A couple of months after his comments, the issue was being discussed because of the film While We’re Young and the US book Selfish, Shallow and Self-Absorbed. And now, the Australian media appears to be visiting this perennially interesting issue.
There’s good reason for the enduring interest in people who choose not to breed. Societies overwhelmingly endorse reproduction; children grow up being told they'll become parents one day, parents expect to become grandparents, and having children is universally endorsed as a good thing for all.
But even though we tend to expect everyone to reproduce, the number of childless people in most developed countries is increasing. Childlessness has steadily grown in all OECD countries but Australia has the second-highest rate of people not having children, after Italy. Australian census data show the number of childless women in the 40 to 49 age group increased from just 9% in 1976 to 11% in 1996 and 14% in 2006.
Research I did for my doctoral thesis on voluntary childlessness in the United Kingdom suggested a variety of motives among people who choose to be childless. But some of the people I spoke to said many people were hostile to their decision not to have children and characterised them as selfish and even “unnatural”. Although I did that work about 30 years ago, current debates about the issue show the same holds today.
To Have or Have Not
People often have strong reasons for why they don’t have children; they’ve often made the decision more thoughtfully than people who do choose to reproduce. Some of the people I spoke to made an idealistic decision based on their concern for the environment and were typically hoping to contribute to zero population growth. Others were hedonistic and preferred their Harley Davidson or other hobbies to children.

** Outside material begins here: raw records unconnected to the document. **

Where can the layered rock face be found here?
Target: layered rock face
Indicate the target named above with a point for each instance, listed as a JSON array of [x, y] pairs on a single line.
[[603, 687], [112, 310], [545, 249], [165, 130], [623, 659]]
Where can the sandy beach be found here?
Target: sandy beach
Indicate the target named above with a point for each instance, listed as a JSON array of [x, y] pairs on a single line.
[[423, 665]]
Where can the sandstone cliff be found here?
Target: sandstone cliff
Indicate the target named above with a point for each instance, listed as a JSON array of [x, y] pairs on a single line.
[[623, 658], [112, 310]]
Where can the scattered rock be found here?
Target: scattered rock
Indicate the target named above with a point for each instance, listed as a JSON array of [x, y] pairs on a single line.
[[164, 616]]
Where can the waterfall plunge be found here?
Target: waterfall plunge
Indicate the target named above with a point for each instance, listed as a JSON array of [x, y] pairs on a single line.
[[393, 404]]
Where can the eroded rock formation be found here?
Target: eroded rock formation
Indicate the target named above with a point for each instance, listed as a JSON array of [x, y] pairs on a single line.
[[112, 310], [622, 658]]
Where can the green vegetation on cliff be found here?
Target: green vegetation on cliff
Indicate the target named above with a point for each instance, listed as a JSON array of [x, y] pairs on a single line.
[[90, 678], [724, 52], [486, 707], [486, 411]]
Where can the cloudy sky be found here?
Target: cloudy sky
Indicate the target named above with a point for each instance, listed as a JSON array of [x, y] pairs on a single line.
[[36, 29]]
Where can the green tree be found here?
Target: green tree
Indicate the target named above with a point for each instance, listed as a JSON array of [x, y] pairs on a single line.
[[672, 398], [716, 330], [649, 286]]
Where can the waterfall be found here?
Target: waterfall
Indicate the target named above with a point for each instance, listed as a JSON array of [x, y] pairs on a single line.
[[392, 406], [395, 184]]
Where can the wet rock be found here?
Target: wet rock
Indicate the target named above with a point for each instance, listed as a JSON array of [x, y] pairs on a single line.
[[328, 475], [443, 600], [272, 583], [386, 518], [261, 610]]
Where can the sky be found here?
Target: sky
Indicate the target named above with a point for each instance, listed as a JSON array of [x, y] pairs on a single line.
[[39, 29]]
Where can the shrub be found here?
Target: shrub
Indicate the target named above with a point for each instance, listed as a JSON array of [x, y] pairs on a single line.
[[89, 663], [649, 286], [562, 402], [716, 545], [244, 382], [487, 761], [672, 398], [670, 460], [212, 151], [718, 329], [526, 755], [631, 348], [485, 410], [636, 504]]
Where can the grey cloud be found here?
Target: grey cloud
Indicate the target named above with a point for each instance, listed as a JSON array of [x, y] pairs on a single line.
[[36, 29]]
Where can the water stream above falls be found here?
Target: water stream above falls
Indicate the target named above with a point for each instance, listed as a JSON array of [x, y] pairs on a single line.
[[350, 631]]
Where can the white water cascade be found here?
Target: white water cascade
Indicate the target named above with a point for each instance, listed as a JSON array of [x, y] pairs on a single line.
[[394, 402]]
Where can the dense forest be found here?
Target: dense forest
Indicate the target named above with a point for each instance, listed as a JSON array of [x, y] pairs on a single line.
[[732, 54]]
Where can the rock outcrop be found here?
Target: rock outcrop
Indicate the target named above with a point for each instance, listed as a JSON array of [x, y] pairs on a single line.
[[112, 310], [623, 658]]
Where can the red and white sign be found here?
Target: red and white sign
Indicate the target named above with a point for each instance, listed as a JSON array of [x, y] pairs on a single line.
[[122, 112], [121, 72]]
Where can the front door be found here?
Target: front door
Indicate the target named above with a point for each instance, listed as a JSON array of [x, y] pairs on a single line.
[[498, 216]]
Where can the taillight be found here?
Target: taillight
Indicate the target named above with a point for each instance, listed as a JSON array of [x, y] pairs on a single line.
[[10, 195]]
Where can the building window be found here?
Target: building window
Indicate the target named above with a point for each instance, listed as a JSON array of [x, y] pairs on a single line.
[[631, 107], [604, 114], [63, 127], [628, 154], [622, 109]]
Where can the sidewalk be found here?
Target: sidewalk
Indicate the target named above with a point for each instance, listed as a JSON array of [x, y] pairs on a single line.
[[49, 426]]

And some had practical reasons, such as a desire to not reproduce the depression that seemed recurrent in their family or their intention to pursue a career wholeheartedly rather than juggling parenting and a job. Some women feared not being supported in child rearing by their partner.
Emotional reasons drove some who noted they didn’t have maternal or paternal feelings, and had never felt any drive or desire to have children. All these reasons resonate today, and the decision not to reproduce is still regarded with hostility by some.